I played with a few iterations of Gina's work. My opinion at that time
was that there are too many restrictions to be very useful. Based on
those evaluations, I would not consider it to be "80% of the
benefit.". With that said, maybe Gina has removed some of the
restrictions. Based on the article it , but I'll commit to trying it
out again.

One thing the article says we're missing and that we we definitely
need is unions, or at the very least the union with null. Nullable
types are everywhere, and even in your interfaces it's going to show
up. For instance, if we had interfaces for Set, Map, etc, there are
going to be operations which return nullable values. Sure, exceptions
can be thrown in some cases but not all of them. For instance, if you
are building a caching data structure, throwing an exceptions on a
cache miss would be very bad for performance*. You can separate it
into has + get, but this has two lookups which is not desirable for
performance. You can return a "tuple" like `[found, $value]` where
`$value` may be null, but this loses even more type safety, and isn't
a very common pattern in PHP. You really want `T|null`.

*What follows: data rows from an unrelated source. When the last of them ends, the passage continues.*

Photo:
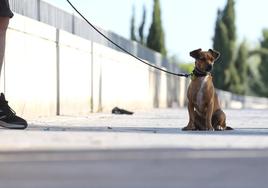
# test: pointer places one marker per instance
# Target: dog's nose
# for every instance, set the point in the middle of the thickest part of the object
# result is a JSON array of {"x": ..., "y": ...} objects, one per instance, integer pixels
[{"x": 209, "y": 67}]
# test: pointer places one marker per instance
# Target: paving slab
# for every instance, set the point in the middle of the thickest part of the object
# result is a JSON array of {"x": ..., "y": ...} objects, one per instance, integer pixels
[{"x": 158, "y": 128}]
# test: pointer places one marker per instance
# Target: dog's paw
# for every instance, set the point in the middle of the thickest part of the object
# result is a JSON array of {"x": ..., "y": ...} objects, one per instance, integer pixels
[{"x": 210, "y": 129}]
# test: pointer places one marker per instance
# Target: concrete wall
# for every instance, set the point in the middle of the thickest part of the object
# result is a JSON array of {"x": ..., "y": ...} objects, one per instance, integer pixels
[{"x": 48, "y": 71}]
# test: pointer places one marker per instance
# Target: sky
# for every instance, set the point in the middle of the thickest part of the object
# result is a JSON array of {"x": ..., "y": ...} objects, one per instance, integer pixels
[{"x": 188, "y": 24}]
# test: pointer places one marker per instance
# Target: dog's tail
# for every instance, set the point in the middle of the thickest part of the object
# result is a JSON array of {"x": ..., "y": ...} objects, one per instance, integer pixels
[{"x": 228, "y": 128}]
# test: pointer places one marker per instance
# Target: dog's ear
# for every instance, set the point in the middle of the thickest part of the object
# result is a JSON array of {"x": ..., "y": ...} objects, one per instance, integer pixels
[
  {"x": 196, "y": 53},
  {"x": 215, "y": 54}
]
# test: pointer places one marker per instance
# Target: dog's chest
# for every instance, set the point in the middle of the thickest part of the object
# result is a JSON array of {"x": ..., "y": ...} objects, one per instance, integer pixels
[{"x": 200, "y": 92}]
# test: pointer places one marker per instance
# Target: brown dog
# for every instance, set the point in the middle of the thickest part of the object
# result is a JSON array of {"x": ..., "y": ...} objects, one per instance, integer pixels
[{"x": 203, "y": 104}]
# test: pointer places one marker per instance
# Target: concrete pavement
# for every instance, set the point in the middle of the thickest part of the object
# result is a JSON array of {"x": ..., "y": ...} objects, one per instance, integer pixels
[
  {"x": 146, "y": 150},
  {"x": 159, "y": 128}
]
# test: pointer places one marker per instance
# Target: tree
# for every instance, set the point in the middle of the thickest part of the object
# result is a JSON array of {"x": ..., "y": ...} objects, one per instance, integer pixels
[
  {"x": 263, "y": 67},
  {"x": 224, "y": 42},
  {"x": 132, "y": 26},
  {"x": 141, "y": 28},
  {"x": 155, "y": 39},
  {"x": 239, "y": 71}
]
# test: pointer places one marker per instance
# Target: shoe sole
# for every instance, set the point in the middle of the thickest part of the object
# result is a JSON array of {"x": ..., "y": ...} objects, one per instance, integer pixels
[{"x": 12, "y": 126}]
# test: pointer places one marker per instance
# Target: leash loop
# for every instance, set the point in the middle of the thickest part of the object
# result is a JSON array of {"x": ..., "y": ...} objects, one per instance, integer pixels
[{"x": 124, "y": 50}]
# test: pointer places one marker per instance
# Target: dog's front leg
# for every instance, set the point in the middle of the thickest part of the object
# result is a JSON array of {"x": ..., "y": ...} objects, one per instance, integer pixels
[
  {"x": 190, "y": 125},
  {"x": 209, "y": 117}
]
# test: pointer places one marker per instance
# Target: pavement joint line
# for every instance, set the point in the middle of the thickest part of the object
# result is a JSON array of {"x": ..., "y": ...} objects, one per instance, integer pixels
[{"x": 127, "y": 155}]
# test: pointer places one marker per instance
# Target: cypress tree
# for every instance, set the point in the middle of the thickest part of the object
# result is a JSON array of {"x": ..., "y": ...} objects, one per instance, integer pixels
[
  {"x": 263, "y": 67},
  {"x": 155, "y": 39},
  {"x": 224, "y": 42},
  {"x": 141, "y": 28},
  {"x": 132, "y": 26},
  {"x": 238, "y": 82}
]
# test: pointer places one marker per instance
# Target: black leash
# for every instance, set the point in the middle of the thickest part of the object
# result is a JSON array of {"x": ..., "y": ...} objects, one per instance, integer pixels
[{"x": 121, "y": 48}]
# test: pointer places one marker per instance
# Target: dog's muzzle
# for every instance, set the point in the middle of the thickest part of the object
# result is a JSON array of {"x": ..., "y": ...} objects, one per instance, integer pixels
[{"x": 209, "y": 68}]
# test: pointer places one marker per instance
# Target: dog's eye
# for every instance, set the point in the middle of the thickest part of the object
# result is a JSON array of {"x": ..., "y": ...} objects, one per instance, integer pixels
[{"x": 202, "y": 59}]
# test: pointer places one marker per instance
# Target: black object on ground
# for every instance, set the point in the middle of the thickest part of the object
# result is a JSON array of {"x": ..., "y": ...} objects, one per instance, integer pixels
[{"x": 120, "y": 111}]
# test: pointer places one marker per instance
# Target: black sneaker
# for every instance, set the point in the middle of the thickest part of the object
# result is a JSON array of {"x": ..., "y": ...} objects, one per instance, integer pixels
[{"x": 8, "y": 118}]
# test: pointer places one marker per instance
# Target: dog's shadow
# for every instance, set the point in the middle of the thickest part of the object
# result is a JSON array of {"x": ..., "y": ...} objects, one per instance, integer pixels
[{"x": 149, "y": 130}]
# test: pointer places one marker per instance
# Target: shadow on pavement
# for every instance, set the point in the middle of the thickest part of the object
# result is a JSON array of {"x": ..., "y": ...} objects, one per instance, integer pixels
[{"x": 150, "y": 130}]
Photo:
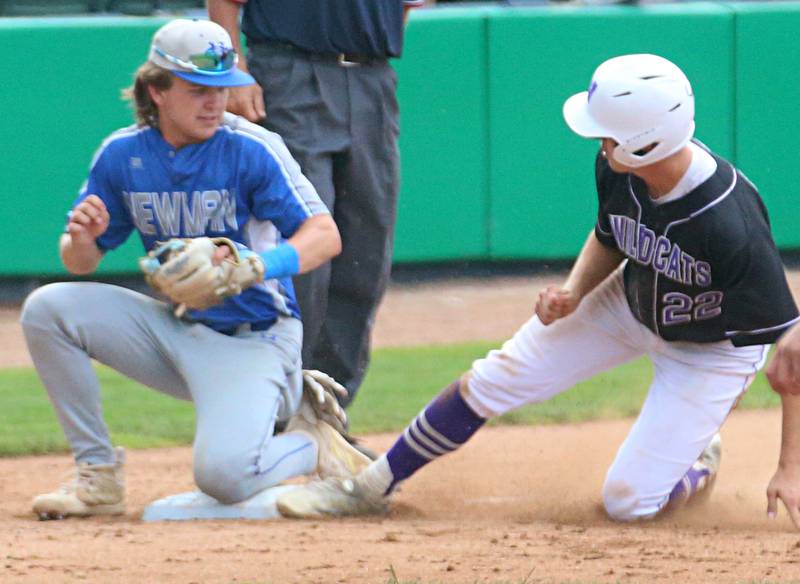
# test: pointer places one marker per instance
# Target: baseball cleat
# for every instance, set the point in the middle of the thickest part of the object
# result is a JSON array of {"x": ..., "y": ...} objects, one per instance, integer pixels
[
  {"x": 333, "y": 497},
  {"x": 97, "y": 489},
  {"x": 337, "y": 457},
  {"x": 702, "y": 475}
]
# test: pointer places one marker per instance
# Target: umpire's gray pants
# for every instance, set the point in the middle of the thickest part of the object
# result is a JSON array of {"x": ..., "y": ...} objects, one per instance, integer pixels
[
  {"x": 239, "y": 384},
  {"x": 341, "y": 124}
]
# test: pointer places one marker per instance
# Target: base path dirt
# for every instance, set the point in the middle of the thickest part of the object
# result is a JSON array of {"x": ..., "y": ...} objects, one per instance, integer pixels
[{"x": 516, "y": 504}]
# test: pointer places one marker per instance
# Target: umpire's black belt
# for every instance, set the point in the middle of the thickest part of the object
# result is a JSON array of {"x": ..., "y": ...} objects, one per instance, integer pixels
[{"x": 341, "y": 59}]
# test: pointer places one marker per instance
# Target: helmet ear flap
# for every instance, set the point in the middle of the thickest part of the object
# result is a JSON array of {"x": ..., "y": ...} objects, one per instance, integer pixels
[{"x": 654, "y": 145}]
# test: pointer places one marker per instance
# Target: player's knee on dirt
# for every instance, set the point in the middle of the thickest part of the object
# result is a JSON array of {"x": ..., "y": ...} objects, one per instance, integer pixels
[
  {"x": 221, "y": 478},
  {"x": 622, "y": 501}
]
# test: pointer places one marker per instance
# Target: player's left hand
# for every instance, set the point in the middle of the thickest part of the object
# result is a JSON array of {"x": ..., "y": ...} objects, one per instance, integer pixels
[
  {"x": 785, "y": 485},
  {"x": 320, "y": 391},
  {"x": 783, "y": 371},
  {"x": 555, "y": 302},
  {"x": 199, "y": 273}
]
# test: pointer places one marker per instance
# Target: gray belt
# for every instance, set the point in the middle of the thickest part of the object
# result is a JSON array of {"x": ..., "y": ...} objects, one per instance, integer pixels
[{"x": 341, "y": 59}]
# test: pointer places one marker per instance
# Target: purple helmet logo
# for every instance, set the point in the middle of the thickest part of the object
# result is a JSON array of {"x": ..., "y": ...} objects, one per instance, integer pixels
[{"x": 592, "y": 89}]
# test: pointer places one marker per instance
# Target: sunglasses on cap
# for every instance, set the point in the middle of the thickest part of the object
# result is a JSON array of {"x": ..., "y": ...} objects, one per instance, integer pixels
[{"x": 208, "y": 63}]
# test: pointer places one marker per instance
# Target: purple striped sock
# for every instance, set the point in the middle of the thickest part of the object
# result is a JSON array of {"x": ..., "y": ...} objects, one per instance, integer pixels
[{"x": 446, "y": 423}]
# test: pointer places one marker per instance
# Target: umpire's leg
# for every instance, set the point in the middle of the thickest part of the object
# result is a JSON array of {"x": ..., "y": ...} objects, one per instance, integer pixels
[{"x": 366, "y": 179}]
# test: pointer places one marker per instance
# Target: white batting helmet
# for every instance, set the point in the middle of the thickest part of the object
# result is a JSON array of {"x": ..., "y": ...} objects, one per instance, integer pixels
[{"x": 639, "y": 101}]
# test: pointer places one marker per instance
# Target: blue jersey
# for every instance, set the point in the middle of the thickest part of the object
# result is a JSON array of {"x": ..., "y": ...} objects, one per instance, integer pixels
[{"x": 241, "y": 183}]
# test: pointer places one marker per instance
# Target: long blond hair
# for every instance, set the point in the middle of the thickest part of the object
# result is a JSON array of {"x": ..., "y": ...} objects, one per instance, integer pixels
[{"x": 145, "y": 109}]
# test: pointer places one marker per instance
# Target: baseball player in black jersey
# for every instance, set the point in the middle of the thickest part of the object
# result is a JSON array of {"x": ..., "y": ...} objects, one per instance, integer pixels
[{"x": 680, "y": 266}]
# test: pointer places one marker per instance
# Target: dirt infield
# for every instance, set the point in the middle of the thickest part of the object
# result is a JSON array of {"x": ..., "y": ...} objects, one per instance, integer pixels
[{"x": 514, "y": 505}]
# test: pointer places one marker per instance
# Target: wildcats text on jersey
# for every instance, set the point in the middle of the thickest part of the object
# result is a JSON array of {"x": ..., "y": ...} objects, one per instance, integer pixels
[
  {"x": 641, "y": 244},
  {"x": 182, "y": 214}
]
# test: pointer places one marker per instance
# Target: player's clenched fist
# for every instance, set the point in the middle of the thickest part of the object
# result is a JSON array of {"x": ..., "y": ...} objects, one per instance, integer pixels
[
  {"x": 88, "y": 220},
  {"x": 248, "y": 102},
  {"x": 554, "y": 303}
]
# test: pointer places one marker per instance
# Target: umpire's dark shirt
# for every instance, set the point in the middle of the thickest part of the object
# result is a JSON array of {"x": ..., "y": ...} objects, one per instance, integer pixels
[{"x": 369, "y": 28}]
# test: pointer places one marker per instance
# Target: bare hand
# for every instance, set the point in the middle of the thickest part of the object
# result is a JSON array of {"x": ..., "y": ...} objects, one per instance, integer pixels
[
  {"x": 247, "y": 101},
  {"x": 554, "y": 303},
  {"x": 783, "y": 371},
  {"x": 88, "y": 220},
  {"x": 785, "y": 485}
]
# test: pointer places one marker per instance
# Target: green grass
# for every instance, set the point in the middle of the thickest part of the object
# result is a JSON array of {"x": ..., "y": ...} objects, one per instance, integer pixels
[{"x": 399, "y": 384}]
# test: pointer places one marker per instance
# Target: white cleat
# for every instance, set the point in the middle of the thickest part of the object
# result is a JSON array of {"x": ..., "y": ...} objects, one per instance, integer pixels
[
  {"x": 95, "y": 490},
  {"x": 702, "y": 475},
  {"x": 337, "y": 457},
  {"x": 333, "y": 497}
]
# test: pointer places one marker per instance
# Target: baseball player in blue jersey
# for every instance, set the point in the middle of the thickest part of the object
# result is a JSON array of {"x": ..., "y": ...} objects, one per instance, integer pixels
[
  {"x": 208, "y": 183},
  {"x": 680, "y": 266}
]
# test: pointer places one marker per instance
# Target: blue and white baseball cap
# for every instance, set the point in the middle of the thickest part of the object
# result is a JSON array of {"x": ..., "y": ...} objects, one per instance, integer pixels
[{"x": 199, "y": 51}]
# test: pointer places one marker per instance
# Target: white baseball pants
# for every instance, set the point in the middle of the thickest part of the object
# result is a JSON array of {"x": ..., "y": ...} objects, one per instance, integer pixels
[{"x": 695, "y": 386}]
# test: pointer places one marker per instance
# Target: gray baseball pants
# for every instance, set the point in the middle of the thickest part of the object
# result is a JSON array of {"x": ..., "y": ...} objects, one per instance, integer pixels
[
  {"x": 240, "y": 384},
  {"x": 341, "y": 124}
]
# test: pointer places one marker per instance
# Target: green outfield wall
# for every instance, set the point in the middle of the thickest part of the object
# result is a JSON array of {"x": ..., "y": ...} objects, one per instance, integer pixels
[{"x": 489, "y": 170}]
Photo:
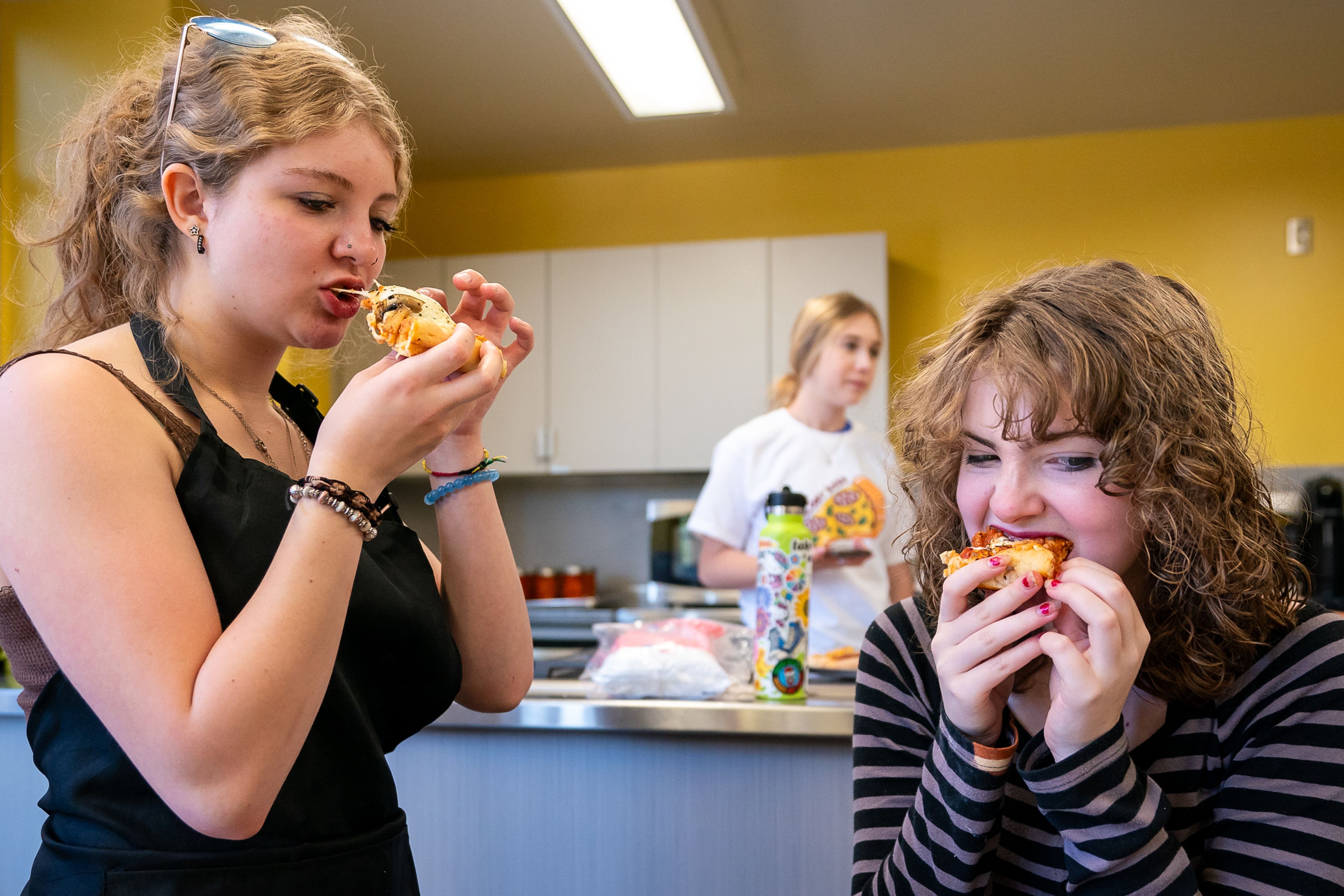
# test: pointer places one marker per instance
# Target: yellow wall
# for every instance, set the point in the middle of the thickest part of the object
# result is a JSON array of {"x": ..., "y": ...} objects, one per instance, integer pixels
[
  {"x": 1208, "y": 203},
  {"x": 50, "y": 50}
]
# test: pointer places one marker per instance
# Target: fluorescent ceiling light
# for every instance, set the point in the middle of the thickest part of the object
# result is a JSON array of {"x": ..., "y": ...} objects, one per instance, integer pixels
[{"x": 650, "y": 54}]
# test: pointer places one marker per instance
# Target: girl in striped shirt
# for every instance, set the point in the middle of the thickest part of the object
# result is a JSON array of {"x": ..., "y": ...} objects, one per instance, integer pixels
[{"x": 1167, "y": 715}]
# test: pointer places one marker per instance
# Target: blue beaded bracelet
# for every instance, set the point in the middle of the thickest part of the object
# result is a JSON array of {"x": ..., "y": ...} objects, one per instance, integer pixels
[{"x": 460, "y": 483}]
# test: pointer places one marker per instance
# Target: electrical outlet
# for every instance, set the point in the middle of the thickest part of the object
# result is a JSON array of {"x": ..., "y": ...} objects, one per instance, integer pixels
[{"x": 1300, "y": 235}]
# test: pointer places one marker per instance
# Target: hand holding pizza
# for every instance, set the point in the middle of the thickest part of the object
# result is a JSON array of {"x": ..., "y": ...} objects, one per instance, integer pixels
[{"x": 1092, "y": 673}]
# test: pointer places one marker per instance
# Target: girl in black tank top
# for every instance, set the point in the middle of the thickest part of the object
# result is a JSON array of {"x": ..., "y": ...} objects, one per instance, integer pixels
[{"x": 405, "y": 653}]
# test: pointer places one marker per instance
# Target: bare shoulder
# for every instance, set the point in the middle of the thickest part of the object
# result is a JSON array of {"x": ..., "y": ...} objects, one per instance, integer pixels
[{"x": 59, "y": 402}]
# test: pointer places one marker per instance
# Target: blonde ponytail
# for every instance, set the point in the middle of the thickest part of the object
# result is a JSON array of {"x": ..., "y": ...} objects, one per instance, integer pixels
[
  {"x": 814, "y": 326},
  {"x": 115, "y": 244},
  {"x": 784, "y": 390}
]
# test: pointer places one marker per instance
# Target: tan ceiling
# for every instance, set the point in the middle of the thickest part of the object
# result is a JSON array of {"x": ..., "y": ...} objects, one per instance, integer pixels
[{"x": 496, "y": 86}]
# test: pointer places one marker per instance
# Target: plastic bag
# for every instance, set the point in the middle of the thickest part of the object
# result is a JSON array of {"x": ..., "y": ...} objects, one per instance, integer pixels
[{"x": 670, "y": 659}]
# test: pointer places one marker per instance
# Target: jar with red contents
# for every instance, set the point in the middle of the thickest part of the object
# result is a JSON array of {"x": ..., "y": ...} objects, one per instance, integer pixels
[
  {"x": 579, "y": 582},
  {"x": 547, "y": 585}
]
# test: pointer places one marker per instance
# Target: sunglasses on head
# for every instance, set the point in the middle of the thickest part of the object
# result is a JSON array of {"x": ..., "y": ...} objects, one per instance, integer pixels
[{"x": 240, "y": 34}]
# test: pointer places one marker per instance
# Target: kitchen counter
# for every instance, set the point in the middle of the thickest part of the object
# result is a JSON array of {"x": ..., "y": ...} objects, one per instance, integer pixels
[
  {"x": 652, "y": 797},
  {"x": 562, "y": 706}
]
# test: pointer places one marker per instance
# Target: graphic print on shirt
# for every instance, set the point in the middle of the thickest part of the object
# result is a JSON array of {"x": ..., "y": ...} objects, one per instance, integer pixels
[{"x": 846, "y": 510}]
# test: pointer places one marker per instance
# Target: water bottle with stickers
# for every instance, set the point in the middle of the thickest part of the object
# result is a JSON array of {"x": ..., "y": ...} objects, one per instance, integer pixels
[{"x": 784, "y": 582}]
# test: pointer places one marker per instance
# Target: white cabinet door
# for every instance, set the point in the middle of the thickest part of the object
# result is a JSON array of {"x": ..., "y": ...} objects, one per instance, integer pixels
[
  {"x": 714, "y": 368},
  {"x": 603, "y": 359},
  {"x": 359, "y": 350},
  {"x": 517, "y": 424},
  {"x": 807, "y": 267}
]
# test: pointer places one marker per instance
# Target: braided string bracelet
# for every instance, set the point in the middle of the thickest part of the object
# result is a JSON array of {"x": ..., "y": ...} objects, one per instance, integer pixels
[
  {"x": 463, "y": 479},
  {"x": 339, "y": 496}
]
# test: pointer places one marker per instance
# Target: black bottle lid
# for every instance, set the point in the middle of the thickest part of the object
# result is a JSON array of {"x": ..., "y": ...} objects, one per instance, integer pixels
[{"x": 787, "y": 499}]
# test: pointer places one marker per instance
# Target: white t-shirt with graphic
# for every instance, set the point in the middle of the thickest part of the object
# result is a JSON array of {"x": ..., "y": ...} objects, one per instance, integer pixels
[{"x": 845, "y": 477}]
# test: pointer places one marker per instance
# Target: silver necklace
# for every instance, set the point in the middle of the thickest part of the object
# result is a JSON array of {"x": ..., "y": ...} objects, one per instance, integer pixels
[{"x": 252, "y": 433}]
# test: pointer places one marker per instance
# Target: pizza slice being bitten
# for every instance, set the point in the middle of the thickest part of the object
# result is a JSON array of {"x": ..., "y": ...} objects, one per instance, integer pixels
[{"x": 1023, "y": 555}]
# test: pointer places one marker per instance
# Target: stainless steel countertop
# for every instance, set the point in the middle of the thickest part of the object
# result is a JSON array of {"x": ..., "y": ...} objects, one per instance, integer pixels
[{"x": 562, "y": 706}]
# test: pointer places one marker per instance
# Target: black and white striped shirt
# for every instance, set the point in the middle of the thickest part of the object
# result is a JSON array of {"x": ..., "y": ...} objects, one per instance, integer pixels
[{"x": 1241, "y": 796}]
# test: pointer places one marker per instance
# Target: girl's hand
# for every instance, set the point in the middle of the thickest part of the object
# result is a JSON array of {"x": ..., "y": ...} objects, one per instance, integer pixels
[
  {"x": 488, "y": 311},
  {"x": 978, "y": 651},
  {"x": 1094, "y": 671},
  {"x": 398, "y": 410}
]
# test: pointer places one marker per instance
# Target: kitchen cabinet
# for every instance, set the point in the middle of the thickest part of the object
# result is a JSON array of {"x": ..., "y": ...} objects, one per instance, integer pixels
[
  {"x": 603, "y": 359},
  {"x": 648, "y": 355},
  {"x": 517, "y": 425},
  {"x": 807, "y": 267},
  {"x": 713, "y": 363}
]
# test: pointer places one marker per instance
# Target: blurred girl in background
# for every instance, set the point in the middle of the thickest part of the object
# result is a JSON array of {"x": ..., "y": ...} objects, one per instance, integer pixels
[{"x": 808, "y": 444}]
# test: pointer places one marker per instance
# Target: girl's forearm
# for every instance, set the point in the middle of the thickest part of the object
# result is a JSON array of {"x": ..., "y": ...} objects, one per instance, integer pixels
[
  {"x": 253, "y": 699},
  {"x": 725, "y": 567},
  {"x": 487, "y": 613}
]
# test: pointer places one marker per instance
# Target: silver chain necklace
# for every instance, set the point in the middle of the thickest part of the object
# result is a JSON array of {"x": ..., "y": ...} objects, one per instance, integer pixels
[{"x": 261, "y": 446}]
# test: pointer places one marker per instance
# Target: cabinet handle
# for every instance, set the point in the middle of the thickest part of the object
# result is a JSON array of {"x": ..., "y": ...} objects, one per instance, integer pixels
[{"x": 545, "y": 444}]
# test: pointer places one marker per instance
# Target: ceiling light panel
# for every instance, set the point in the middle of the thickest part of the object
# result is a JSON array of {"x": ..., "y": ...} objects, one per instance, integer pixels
[{"x": 648, "y": 53}]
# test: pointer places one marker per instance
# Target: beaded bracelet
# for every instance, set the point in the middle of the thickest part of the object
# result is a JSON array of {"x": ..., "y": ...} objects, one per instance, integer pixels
[
  {"x": 341, "y": 498},
  {"x": 460, "y": 483}
]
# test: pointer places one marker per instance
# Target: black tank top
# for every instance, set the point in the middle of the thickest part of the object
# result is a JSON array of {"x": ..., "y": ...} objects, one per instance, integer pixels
[{"x": 335, "y": 827}]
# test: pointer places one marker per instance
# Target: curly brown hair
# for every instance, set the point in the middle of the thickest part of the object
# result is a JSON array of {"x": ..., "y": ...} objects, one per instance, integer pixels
[{"x": 1139, "y": 362}]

There are probably other "edges" that are important and should be
handled in this first pass, but missing nullable types is not a small
thing.

* We'll get a mini-optimization in PHP 8.5 for making the exception
object faster to construct, but it doesn't speed up the backtrace,
which is where most of the performance cost comes from in practice. If
you are benchmarking this, make sure to include cases where your stack
is a few dozen frames deep. I work for an observability company for my
day job, and it is insanely normal for there to be 10+ frames, and
still fairly common to be 30+ frames. Think about routing, frameworks,
middleware, helper functions, libraries and abstractions, etc. If you
use middleware in particular, expect 50+ frames to be normal.